In most systems, logs are crucial in maintaining the system’s health and troubleshooting issues. While application-specific log records are valuable, they often fall short when it comes to gaining comprehensive insights. To achieve a deeper understanding, you must gather and analyze logs from various sources, including Docker containers, syslog, databases, and more. This is where a log aggregator comes into play. A log aggregator is a tool designed to collect, transform, and route logs from diverse sources to a central location, enhancing your ability to analyze and troubleshoot effectively. Many log aggregators are available, such as Vector, Fluentd, and Filebeat, to mention a few. However, in this article, we will focus on Vector.

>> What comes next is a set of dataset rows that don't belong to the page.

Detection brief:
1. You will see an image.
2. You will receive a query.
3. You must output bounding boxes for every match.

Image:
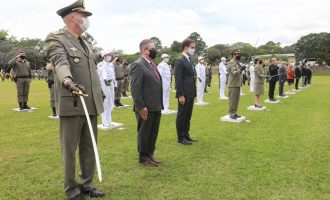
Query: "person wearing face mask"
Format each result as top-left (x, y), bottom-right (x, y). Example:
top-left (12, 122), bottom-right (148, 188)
top-left (254, 58), bottom-right (267, 108)
top-left (268, 58), bottom-right (279, 101)
top-left (195, 56), bottom-right (206, 104)
top-left (249, 61), bottom-right (255, 92)
top-left (44, 0), bottom-right (105, 200)
top-left (228, 50), bottom-right (245, 120)
top-left (130, 39), bottom-right (163, 167)
top-left (157, 54), bottom-right (171, 113)
top-left (111, 56), bottom-right (125, 107)
top-left (219, 57), bottom-right (228, 99)
top-left (8, 51), bottom-right (32, 110)
top-left (97, 51), bottom-right (116, 127)
top-left (174, 38), bottom-right (197, 145)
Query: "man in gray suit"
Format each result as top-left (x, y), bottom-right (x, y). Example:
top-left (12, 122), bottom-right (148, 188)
top-left (227, 50), bottom-right (245, 119)
top-left (130, 39), bottom-right (163, 167)
top-left (44, 0), bottom-right (104, 200)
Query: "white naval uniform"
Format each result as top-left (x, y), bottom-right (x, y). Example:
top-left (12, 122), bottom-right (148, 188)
top-left (195, 63), bottom-right (206, 103)
top-left (157, 61), bottom-right (171, 112)
top-left (219, 62), bottom-right (228, 98)
top-left (249, 65), bottom-right (256, 92)
top-left (97, 61), bottom-right (117, 126)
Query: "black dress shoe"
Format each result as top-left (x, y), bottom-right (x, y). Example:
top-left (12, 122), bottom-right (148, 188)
top-left (69, 194), bottom-right (86, 200)
top-left (151, 158), bottom-right (162, 165)
top-left (84, 188), bottom-right (105, 198)
top-left (140, 160), bottom-right (158, 167)
top-left (178, 139), bottom-right (192, 145)
top-left (187, 137), bottom-right (198, 142)
top-left (229, 115), bottom-right (237, 120)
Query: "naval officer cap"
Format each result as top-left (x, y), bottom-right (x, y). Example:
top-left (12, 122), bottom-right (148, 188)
top-left (56, 0), bottom-right (92, 18)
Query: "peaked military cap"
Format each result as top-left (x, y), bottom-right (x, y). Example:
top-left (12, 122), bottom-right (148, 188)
top-left (56, 0), bottom-right (92, 18)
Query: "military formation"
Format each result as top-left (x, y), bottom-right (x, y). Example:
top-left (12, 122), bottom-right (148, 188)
top-left (0, 0), bottom-right (318, 200)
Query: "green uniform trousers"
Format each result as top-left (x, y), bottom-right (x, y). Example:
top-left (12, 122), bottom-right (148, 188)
top-left (60, 115), bottom-right (97, 198)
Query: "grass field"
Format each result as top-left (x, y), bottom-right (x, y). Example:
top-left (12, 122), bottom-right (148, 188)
top-left (0, 76), bottom-right (330, 200)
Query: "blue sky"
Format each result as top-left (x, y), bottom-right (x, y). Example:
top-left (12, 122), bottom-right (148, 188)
top-left (0, 0), bottom-right (330, 53)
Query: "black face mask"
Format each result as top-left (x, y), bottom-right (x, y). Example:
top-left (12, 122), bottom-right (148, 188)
top-left (149, 49), bottom-right (157, 59)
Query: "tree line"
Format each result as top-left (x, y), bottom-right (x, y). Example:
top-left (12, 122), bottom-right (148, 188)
top-left (0, 30), bottom-right (330, 69)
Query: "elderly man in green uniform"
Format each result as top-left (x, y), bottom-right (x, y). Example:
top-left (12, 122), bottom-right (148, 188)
top-left (227, 50), bottom-right (245, 120)
top-left (44, 0), bottom-right (105, 200)
top-left (8, 51), bottom-right (32, 110)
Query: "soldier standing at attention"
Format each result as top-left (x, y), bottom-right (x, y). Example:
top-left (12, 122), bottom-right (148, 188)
top-left (112, 57), bottom-right (125, 107)
top-left (8, 51), bottom-right (32, 110)
top-left (219, 57), bottom-right (228, 99)
top-left (228, 50), bottom-right (245, 119)
top-left (157, 53), bottom-right (171, 113)
top-left (122, 62), bottom-right (130, 97)
top-left (268, 58), bottom-right (279, 101)
top-left (44, 0), bottom-right (105, 200)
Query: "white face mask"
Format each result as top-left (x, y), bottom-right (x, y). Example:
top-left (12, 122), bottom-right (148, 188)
top-left (188, 48), bottom-right (195, 56)
top-left (164, 58), bottom-right (170, 63)
top-left (104, 56), bottom-right (111, 63)
top-left (76, 17), bottom-right (89, 32)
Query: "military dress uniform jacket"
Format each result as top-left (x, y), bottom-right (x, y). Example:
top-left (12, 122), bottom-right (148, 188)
top-left (227, 60), bottom-right (242, 87)
top-left (44, 29), bottom-right (103, 116)
top-left (8, 57), bottom-right (31, 78)
top-left (254, 64), bottom-right (267, 84)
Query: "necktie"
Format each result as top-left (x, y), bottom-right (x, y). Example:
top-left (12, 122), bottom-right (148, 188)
top-left (78, 37), bottom-right (87, 53)
top-left (189, 57), bottom-right (195, 73)
top-left (150, 62), bottom-right (160, 80)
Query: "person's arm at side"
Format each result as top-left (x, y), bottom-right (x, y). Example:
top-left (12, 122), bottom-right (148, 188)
top-left (174, 59), bottom-right (185, 104)
top-left (130, 62), bottom-right (148, 121)
top-left (228, 61), bottom-right (242, 77)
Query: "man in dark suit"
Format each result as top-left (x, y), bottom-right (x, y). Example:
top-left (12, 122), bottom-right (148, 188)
top-left (268, 58), bottom-right (279, 101)
top-left (130, 39), bottom-right (163, 167)
top-left (174, 39), bottom-right (197, 145)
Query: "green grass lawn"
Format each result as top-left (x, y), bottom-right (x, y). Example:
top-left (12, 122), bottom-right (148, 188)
top-left (0, 76), bottom-right (330, 200)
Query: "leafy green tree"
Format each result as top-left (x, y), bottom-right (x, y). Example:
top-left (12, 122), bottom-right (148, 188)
top-left (296, 32), bottom-right (330, 64)
top-left (188, 32), bottom-right (207, 57)
top-left (229, 42), bottom-right (257, 62)
top-left (258, 41), bottom-right (282, 55)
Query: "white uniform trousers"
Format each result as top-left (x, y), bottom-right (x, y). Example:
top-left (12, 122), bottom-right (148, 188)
top-left (220, 75), bottom-right (227, 98)
top-left (197, 80), bottom-right (205, 103)
top-left (163, 79), bottom-right (171, 112)
top-left (101, 85), bottom-right (115, 125)
top-left (250, 77), bottom-right (254, 92)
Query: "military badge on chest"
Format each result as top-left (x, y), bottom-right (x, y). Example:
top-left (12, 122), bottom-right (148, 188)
top-left (73, 58), bottom-right (80, 64)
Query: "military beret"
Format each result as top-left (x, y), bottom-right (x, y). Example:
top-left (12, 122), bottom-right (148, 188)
top-left (56, 0), bottom-right (92, 18)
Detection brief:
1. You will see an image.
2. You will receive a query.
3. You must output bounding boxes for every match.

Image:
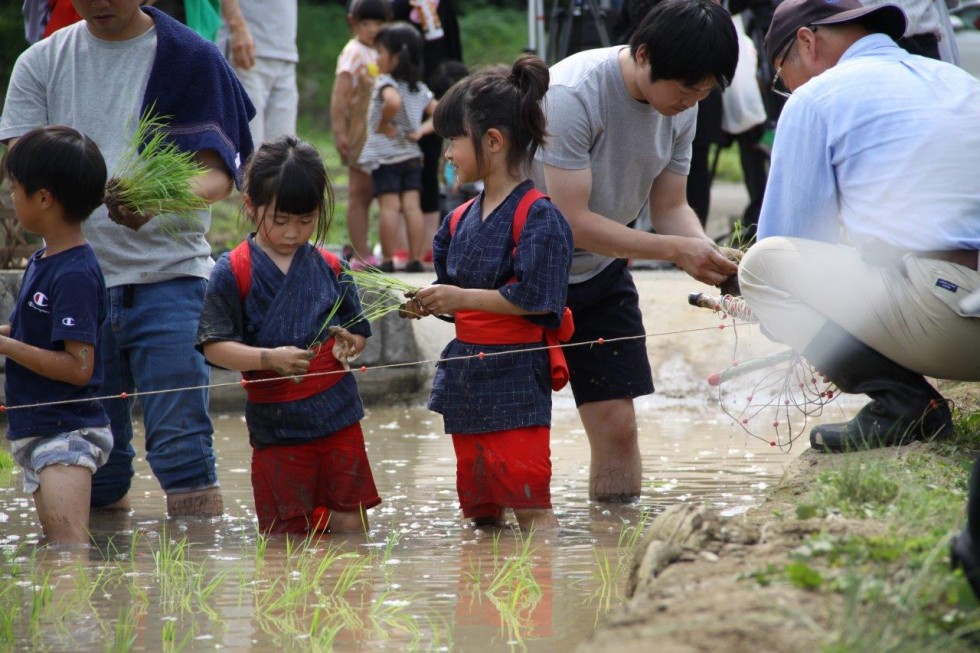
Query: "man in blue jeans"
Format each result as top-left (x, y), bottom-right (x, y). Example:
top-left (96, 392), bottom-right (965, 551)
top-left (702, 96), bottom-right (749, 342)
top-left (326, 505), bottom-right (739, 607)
top-left (0, 0), bottom-right (254, 516)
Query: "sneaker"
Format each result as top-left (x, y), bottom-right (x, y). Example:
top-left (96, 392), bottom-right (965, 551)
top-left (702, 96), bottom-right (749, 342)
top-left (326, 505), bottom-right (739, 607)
top-left (350, 254), bottom-right (379, 272)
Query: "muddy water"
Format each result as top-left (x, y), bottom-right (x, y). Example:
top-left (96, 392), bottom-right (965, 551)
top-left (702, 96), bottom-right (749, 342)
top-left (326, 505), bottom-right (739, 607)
top-left (0, 384), bottom-right (836, 651)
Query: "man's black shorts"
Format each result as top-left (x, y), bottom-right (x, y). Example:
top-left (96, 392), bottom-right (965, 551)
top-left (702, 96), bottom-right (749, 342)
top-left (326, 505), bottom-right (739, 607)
top-left (565, 259), bottom-right (653, 406)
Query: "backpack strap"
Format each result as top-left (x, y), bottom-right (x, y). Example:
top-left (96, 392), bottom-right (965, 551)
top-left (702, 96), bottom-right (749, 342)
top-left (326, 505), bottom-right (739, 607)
top-left (228, 240), bottom-right (341, 302)
top-left (449, 188), bottom-right (548, 253)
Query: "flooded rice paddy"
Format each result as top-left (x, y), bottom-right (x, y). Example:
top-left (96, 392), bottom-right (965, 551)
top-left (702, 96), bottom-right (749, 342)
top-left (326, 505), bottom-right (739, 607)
top-left (0, 396), bottom-right (836, 652)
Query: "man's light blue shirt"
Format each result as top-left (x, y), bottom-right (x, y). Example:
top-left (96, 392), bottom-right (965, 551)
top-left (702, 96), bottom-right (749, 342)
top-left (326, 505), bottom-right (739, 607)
top-left (759, 34), bottom-right (980, 251)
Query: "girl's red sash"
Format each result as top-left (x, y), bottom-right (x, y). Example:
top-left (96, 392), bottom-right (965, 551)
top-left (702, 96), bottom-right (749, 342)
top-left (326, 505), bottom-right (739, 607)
top-left (456, 307), bottom-right (575, 391)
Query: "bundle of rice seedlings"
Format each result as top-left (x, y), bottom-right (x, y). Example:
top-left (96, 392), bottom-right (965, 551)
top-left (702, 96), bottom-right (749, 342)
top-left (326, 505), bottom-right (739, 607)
top-left (105, 107), bottom-right (207, 235)
top-left (342, 266), bottom-right (422, 322)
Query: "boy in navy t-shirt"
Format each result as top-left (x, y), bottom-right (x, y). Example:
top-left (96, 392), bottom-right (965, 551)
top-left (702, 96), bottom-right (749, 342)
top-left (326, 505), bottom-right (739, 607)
top-left (0, 125), bottom-right (112, 544)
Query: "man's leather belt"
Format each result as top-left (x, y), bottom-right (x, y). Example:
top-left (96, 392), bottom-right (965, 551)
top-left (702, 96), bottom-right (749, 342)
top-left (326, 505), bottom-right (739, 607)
top-left (913, 249), bottom-right (980, 270)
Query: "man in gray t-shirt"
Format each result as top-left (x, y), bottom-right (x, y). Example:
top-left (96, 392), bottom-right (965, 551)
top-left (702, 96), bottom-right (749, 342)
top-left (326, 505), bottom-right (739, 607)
top-left (534, 0), bottom-right (738, 500)
top-left (0, 0), bottom-right (252, 516)
top-left (218, 0), bottom-right (299, 147)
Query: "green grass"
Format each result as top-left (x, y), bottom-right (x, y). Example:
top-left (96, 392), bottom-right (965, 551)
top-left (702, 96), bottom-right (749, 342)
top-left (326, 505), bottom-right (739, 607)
top-left (743, 438), bottom-right (980, 653)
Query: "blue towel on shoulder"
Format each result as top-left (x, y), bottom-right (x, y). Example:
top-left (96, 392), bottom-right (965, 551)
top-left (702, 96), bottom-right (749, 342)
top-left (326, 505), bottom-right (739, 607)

Vector is a robust open-source log aggregator developed by Datahog. It empowers you to build observability pipelines by seamlessly fetching logs from many sources, transforming the data as needed, and routing it to your preferred destination. Vector stands out for its lightweight nature, exceptional speed, and memory efficiency, mainly owing to its implementation in Rust, a programming language renowned for its memory management capabilities.
Vector offers a rich set of features commonly found in log aggregators, including support for plugins that enable integration with various data sources and destinations, real-time monitoring, and robust security features. Additionally, Vector can be configured for high availability, ensuring it can handle substantial volumes of logs without compromising performance.
This comprehensive guide will explore how to leverage Vector to collect, forward, and manage logs effectively. we’ll start by building a sample application that writes logs to a file. Next, we’ll walk you through using Vector to read and direct the logs to the console. Finally, we’ll delve into log transformation, centralization, and monitoring to ensure the health and reliability of your Vector-based log management setup.
Prerequisites
To complete this tutorial, you will need a system with a non-root user that has sudo
privileges. Optionally, you can install Docker and Docker Compose on your system.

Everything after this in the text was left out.